Flashback Friday Moment of The Week: 1/14/2022

by Just Juan
1556 views 2 min read

According to Triumphs & Tribulations III, the evening of January 14, 2003, was quite lively. As was the custom after Rani Chapman essentially segregated the whole of the Downtown Birmingham location of Domino’s Pizza with her shenanigans, I was off since it was a Tuesday evening in which her kid was the shift manager. Instead of kicking in the Linn-Henley Research Library until 8pm, I decided to hang out with my then-lead lady and some of her classmates at Blount Hall on the campus of UAB. They had the music going…a reggae mix, to be exact. They had some old Buju Banton and Bob Marley in there. Of course, they had Dawn Penn’s “You Don’t Love Me (No, No, No)”—my all-time favorite reggae and dancehall track—and I danced to it. A lot of the music wasn’t unfamiliar to me as I heard a lot of it in passing through the years in the lead-up to that night in 2003. But it was a track that I heard for the first time that stole the show. That brings me to this week’s moment in the Flashback Friday series: Sean Paul’s “Top of the Game”.

How I first came across this moment? As I just noted, it was during that party in Valorie Drew’s dorm. The track started with some beatboxing that led into the beat with the Rahzel rap.
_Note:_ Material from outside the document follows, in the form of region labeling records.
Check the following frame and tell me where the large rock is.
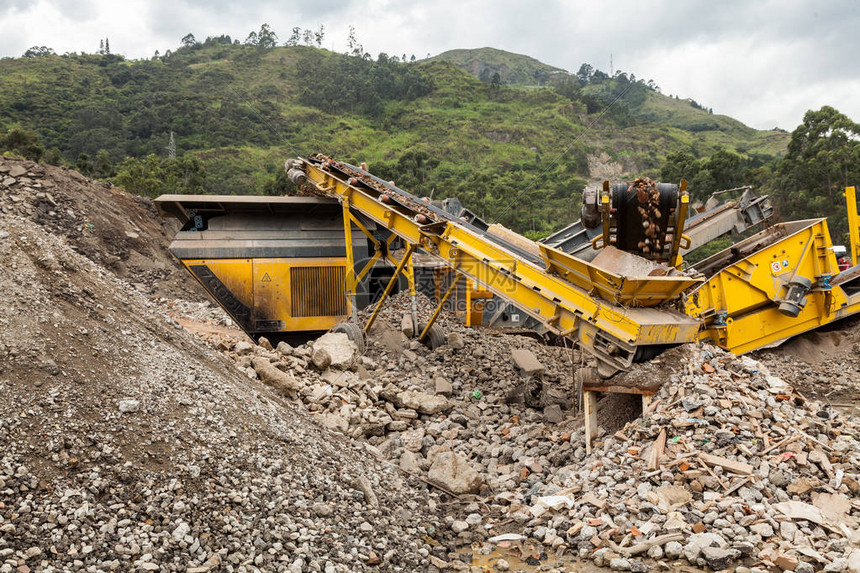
[701,547,740,571]
[233,340,254,356]
[511,348,546,376]
[251,356,300,396]
[9,165,27,177]
[311,332,358,370]
[436,376,454,396]
[684,533,729,565]
[400,312,415,338]
[397,390,451,414]
[119,398,140,414]
[427,452,484,494]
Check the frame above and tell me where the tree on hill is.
[0,127,45,161]
[180,34,200,50]
[775,106,860,240]
[22,46,57,58]
[257,24,278,50]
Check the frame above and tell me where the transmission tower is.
[167,131,176,159]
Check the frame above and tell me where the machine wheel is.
[418,323,445,350]
[331,322,367,354]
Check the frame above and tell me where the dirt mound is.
[753,317,860,406]
[0,215,442,572]
[0,157,200,300]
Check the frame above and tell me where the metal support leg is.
[341,198,358,322]
[583,390,597,454]
[845,187,860,265]
[364,243,415,334]
[466,281,475,326]
[406,252,418,332]
[418,273,462,341]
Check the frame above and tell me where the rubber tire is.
[418,323,447,350]
[331,322,367,354]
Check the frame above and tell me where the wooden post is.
[582,390,597,454]
[642,394,654,416]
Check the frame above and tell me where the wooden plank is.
[698,452,753,476]
[648,429,666,471]
[582,390,597,454]
[582,384,659,396]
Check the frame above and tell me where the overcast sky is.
[0,0,860,131]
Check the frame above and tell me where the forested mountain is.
[0,35,857,241]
What it meant to me then? In the moment, the beat was definitely catchy. It was also one that was good for dancing. My body just kinda had a reflex and started moving to the beat. At the same time, I was hearing these wicked lyrics by Rahzel like “You’ll be assed out/Passed out like Mitch Green…I’m a SWAT team/Spittin’ a hot 16”. The Jamaican dialect really got to me. I downloaded it to my Windows Media Player library later that night via LimeWire when I got home.
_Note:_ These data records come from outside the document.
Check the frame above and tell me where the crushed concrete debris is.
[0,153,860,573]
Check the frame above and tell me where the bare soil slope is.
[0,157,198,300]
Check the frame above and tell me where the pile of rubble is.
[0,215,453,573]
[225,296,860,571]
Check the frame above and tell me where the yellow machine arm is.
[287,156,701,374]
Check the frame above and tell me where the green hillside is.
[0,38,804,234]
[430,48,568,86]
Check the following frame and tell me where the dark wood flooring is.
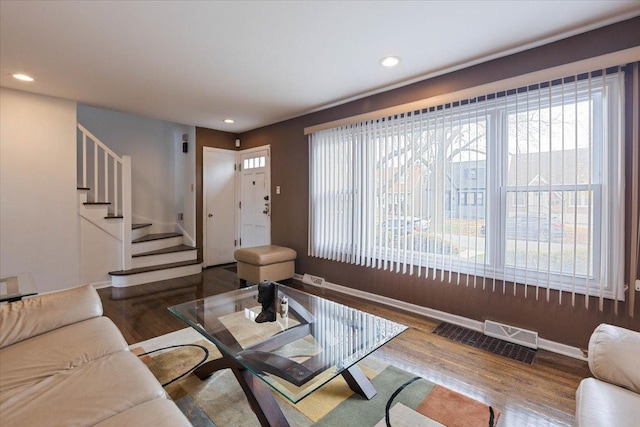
[98,267,590,426]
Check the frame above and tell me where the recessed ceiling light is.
[13,73,33,82]
[380,56,400,67]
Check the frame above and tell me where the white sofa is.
[576,324,640,427]
[0,286,191,427]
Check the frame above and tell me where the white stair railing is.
[77,123,131,270]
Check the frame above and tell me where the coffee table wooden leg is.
[233,369,289,427]
[193,357,240,380]
[193,356,289,427]
[342,365,378,399]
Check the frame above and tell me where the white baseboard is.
[294,273,587,361]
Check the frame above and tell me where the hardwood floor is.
[98,267,591,427]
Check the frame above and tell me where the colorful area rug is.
[131,328,499,427]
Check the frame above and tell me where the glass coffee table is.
[169,283,407,426]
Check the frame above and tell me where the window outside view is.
[312,68,621,297]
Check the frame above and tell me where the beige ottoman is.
[233,245,297,283]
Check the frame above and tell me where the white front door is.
[240,146,271,248]
[202,147,236,267]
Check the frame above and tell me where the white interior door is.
[202,147,236,266]
[240,146,271,248]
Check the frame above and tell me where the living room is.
[0,2,640,426]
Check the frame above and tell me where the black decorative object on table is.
[256,280,278,323]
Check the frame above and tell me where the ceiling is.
[0,0,640,133]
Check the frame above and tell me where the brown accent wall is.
[196,17,640,348]
[196,128,238,259]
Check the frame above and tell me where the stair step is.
[132,245,198,258]
[131,222,151,230]
[109,259,202,276]
[131,233,182,243]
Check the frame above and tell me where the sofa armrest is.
[588,323,640,393]
[0,285,102,348]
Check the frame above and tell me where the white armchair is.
[576,323,640,427]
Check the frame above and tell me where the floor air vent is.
[433,322,536,365]
[302,274,324,286]
[484,320,538,350]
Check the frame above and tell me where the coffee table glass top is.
[169,284,407,403]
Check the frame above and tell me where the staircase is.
[78,124,202,287]
[109,224,202,287]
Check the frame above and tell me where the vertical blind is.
[309,67,624,309]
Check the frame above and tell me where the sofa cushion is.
[96,399,191,427]
[0,351,166,427]
[576,378,640,427]
[588,323,640,393]
[0,317,127,402]
[0,285,102,348]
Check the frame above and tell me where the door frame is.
[236,144,273,248]
[202,144,273,267]
[202,147,239,268]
What it means to me now? Today, it still lives in my Windows Media Player library. It’s my true #2 reggae song behind Dawn Penn’s smash hit. Every time I hear it, I still get to moving like I did some 19 years ago at a midweek dorm party on the Southside of Birmingham. I don’t listen to it as often I did later into 2003 and 2004 but it still has value to me.